韓国政府は半導体クラスター造成を急ぐため、軍空港移転と用地造成作業を並行する計画だ。軍施設を段階的に移転し、直ちに移転が難しい場合は他所へ一時的に分散配置して、確保される用地から半導体産団として活用するという方針である。これにより2029年の半導体ファブ1次完工を目標に、国家産団造成や産団樹立計画などを推進する方針だ。
従来計画のままでは半導体クラスター造成が遅れるおそれがあるとの懸念によるものだ。従来は軍空港の移転用地を確定し、新たな軍空港を建設した後、現在の軍施設全体を移転してはじめて軍空港用地を本格的に活用できる。これは軍空港移転が遅れるたびに半導体産団の着工も同時に遅れる構造である。
このため韓国政府は事業施行者に指定された韓国土地住宅公社(LH)が着手した調査・設計用役手続きを急いで進めることにした。今年10月の半導体企業入居協約、11〜12月の産団造成関連の予備妥当性調査免除を目標とする。
事前調査と行政手続きも簡素化し、来年の産団計画樹立・設計を終えることと併せて、軍空港内の事業用地の一部を優先整備し、半導体ファブ1期工事を開始する予定である。
最も早く造成されるとみられるのは軍空港内の弾薬庫用地だ。

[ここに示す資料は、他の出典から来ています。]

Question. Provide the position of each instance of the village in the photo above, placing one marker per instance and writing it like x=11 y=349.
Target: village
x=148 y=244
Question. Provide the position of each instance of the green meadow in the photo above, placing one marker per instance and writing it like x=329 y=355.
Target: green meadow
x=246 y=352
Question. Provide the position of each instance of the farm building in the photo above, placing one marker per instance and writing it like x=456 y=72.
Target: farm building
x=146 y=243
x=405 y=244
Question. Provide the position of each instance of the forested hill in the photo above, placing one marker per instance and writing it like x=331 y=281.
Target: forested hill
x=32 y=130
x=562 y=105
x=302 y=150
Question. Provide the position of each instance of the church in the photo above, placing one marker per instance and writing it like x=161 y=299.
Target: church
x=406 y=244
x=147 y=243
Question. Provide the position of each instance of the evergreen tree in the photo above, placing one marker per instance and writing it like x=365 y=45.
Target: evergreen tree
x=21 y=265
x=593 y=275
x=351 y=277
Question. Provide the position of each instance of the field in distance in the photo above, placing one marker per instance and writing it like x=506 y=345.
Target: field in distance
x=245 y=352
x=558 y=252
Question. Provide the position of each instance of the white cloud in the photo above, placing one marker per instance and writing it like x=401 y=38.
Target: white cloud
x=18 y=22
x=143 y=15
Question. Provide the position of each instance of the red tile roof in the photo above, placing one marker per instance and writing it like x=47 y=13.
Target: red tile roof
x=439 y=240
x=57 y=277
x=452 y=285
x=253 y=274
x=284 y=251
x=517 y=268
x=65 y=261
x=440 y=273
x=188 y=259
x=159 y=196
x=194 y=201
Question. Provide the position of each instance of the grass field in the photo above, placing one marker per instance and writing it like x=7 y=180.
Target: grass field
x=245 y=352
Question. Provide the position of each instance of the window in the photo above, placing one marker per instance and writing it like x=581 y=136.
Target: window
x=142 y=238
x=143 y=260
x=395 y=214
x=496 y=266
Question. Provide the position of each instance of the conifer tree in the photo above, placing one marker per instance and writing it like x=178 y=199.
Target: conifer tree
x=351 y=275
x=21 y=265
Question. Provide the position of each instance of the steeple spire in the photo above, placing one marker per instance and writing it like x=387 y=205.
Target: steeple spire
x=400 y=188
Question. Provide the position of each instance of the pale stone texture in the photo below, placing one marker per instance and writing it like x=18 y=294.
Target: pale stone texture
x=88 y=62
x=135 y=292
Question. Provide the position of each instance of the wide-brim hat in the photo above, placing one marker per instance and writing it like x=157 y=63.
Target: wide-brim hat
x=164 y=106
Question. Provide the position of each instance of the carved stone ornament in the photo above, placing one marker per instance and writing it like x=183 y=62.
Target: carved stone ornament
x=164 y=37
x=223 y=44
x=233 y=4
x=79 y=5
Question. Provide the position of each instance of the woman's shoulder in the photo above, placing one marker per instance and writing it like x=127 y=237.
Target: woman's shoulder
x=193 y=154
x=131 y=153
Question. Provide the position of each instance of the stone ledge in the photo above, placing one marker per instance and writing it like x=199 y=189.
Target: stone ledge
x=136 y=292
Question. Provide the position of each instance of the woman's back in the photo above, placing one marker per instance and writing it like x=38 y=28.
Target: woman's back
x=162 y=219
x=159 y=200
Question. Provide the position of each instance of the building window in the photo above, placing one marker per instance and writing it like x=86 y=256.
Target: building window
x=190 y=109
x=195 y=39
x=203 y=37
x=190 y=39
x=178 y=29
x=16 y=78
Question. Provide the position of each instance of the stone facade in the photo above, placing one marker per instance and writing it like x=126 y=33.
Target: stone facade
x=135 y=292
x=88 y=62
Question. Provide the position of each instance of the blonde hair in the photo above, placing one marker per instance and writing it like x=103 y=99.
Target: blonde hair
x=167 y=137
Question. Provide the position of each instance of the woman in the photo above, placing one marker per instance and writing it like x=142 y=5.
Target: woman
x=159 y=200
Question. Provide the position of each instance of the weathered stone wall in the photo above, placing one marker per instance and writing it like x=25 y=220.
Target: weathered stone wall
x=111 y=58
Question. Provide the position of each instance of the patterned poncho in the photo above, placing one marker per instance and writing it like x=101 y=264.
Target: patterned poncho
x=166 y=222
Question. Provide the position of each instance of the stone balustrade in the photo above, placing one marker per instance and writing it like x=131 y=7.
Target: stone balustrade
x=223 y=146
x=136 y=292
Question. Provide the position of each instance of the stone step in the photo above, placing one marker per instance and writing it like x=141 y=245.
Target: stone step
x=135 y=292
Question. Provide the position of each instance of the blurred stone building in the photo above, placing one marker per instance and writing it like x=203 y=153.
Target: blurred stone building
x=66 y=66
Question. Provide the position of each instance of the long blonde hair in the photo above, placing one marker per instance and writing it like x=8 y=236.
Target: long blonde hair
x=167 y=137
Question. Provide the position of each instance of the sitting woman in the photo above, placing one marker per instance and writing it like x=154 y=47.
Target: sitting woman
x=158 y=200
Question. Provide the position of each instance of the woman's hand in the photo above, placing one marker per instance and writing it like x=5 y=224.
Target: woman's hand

用地整備と関連行政手続きを進め、軍空港移転前に半導体ファブを着工できるよう準備する計画である。
軍施設の段階的移転は2028年下半期を目標とする。ただし、実際にどの軍施設をどこへ分散するか、弾薬庫を含む各施設の移転順序をどうするかは具体化されていない。国防部など関係部処との協議が必要である。ここには米国と協議が必要な施設が含まれており、米国側との協議の進捗も半導体産団造成の日程に影響を与えるとの見方が出ている。